Rodney Atkins ready for Fiesta Edinburg

Rodney Atkins will headline Edinburg Chamber of Commerce’s 52nd annual Fiesta Edinburg with a performance Friday at H-E-B Park in Edinburg.

Fiesta Edinburg, which runs through Sunday, will also feature Tejano group Los Palominos on Saturday.

“(Fiesta Edinburg) originally started because it was announcing the county seat here in Edinburg, and we’ve been celebrating that ever since,” said DeAnna Garza, director of special events for the Edinburg Chamber of Commerce. “Every year we get together, we have a carnival, we have kiddie rides; it’s really a family fun event.” Garza says she’s excited to see the show at this year’s Fiesta.

“We picked Rodney because of all his number one hits,” she said. “His music is the most identifiable, it’s one of those where the song comes on and everybody sings along and everybody knows the words. I’m most excited to hear the crowd join in, because the songs are so identifiable that the crowd is bound to have a fantastic time singing along with him.”

Atkins says that’s exactly the vibe he’s going for.

“My goal every night is for everybody to kind of lose track of time and forget where they are, and just sing along. It’s not about some artist, about sitting there and letting me sing to you,” he said. “That is not my goal at all, I couldn’t do it if that’s what I was supposed to be doing. It’s about all of us singing together, losing track of time and forgetting where you are.”

In many ways, Atkins says, that’s the reason he’s a musician.

“I figure if I can make that happen almost every time I play, then it’s worth doing,” he said.

Atkins said that some of his best shows have been a little impromptu, even while he’s playing for the troops in Afghanistan.

“Some of my favorite shows that I’ve done have been in crazy places, with not even a full band, full production. A bunch of those shows are arenas and festivals, some real cool places, but some of them have been impromptu, with just a guitar,” he said. “A Marine’ll wind up having a guitar, and I’ll grab it and wind up playing for 45 minutes, and we’re all just kind of singing together.”

In some ways, Atkins says, his career started off in that casual manner. In 2002 he had just recorded one of his early albums.
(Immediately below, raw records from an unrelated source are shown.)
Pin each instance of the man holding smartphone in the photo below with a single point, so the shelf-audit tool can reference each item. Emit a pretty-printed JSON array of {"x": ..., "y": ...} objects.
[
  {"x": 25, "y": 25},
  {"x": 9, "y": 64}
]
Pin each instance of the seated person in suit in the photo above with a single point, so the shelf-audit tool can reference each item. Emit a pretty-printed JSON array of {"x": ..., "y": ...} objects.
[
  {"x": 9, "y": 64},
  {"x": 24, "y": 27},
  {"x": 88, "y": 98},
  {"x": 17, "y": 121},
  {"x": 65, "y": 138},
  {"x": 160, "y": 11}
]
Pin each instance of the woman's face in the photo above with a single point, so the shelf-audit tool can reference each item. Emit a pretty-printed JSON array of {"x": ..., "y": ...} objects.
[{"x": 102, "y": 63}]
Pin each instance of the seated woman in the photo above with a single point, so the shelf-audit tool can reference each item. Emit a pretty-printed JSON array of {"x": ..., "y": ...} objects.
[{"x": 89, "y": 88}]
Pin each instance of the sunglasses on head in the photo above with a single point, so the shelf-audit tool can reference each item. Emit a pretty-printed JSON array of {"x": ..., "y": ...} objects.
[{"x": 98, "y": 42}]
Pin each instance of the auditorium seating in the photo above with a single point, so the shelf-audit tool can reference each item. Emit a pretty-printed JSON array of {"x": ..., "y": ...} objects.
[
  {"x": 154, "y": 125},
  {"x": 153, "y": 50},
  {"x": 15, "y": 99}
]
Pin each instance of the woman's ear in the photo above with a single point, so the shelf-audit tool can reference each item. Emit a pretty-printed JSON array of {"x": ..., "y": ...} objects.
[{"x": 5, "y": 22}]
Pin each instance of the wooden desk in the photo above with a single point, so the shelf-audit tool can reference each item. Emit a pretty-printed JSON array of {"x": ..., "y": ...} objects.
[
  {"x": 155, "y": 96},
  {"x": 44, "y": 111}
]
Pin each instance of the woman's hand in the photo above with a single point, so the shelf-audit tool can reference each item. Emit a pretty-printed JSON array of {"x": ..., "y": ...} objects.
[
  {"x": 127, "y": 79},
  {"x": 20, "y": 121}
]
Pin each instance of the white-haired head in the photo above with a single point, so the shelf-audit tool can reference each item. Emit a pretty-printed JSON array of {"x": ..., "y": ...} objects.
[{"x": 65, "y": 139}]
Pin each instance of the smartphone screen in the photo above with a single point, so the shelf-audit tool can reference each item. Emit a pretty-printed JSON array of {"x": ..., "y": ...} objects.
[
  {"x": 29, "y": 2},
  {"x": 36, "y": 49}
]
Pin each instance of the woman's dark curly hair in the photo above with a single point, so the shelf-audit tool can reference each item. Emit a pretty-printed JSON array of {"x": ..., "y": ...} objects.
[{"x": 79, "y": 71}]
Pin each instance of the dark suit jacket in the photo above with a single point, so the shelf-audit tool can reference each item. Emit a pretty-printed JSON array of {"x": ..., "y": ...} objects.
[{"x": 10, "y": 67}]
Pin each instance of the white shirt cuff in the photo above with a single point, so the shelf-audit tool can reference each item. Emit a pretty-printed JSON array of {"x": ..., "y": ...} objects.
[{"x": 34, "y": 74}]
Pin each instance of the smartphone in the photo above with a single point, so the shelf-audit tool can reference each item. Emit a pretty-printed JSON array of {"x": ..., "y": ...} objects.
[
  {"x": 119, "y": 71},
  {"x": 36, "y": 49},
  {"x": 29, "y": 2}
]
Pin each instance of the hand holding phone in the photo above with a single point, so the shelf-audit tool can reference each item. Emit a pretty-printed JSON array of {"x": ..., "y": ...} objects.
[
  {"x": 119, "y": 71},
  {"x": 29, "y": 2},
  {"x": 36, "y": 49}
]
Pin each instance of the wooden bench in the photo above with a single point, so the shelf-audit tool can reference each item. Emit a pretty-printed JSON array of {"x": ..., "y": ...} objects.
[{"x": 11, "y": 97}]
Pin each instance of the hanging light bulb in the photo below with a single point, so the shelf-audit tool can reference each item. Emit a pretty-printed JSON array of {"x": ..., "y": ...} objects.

“It sold about seven copies. I didn’t really know if I was going to get more music,” he said.

A couple of years later, Atkins went to his home outside of Nashville, determined to record his kind of music.

“I got on Ebay and bought a refurbished laptop, a microphone and this little thing called an Mbox so I could record into the computer. Didn’t know anything about any of that at the time,” he said. “I set it up in the pantry in the house and started trying to sing. Sound bounced all over the walls.”

Atkins went out to his barn, got a bit of foam and went back to the pantry.

“I push-pinned it into the wall of the pantry and I started singing, so sound wouldn’t bounce around,” he said. “I took my time and I wound up making the album “If You’re Going Through Hell” that way. I made a whole record.”

The title track would go on to be Atkins’ first number one hit, spending four weeks at the top of the Hot Country Songs charts. Fortuitously, it also wound up leading to one of his other hits.

Atkins says that his son happened to be laying outside the pantry, listening while he was recording the album.

“My son was four years old at the time, laying on the floor coloring, being a good little boy,” Atkins said. “I didn’t think he was paying attention until the next day, I went to pick him up from Pre-K. I walked in and I’ll never forget Ms. Sarah saying ‘I need to talk to you about your boy.’”

Atkins’ son had been repeating the words from “If You’re Going Through Hell.”

“That’s where that song came from,” Atkins laughed. “I wound up on the front porch writing “Watching You” after that.”

“Watching You,” a song about a son learning from his father, also became a number one hit.

Atkins says he’s excited to play some of those old hits, as well as some of his newer numbers, at Fiesta.

“I’ve been pretty much all over Texas. I don’t know that I’ve actually been to Edinburg, but I love it down in the Valley, it’s my kind of folks. I grew up in a small town. It’s the rural way of life, it’s neighbors helping neighbors. It’s friends and family, and I think that’s who I’m singing to, folks with a rural heart, and I think it’s the same thing when you’re in the middle of that area,” he said. “I think the real heartbeat of that mentality is what you find coming to a place like Edinburg.”

Atkins says he thinks his kind of music will speak to that mentality.

“You want songs that can translate a message like that, where parents don’t have to avoid their kids hearing it, they can listen to it with their kids,” he said. “I can’t wait to be there.”

Concert tickets for Rodney Atkins and Los Palominos are currently available for purchase at www.hebparkrgv.com.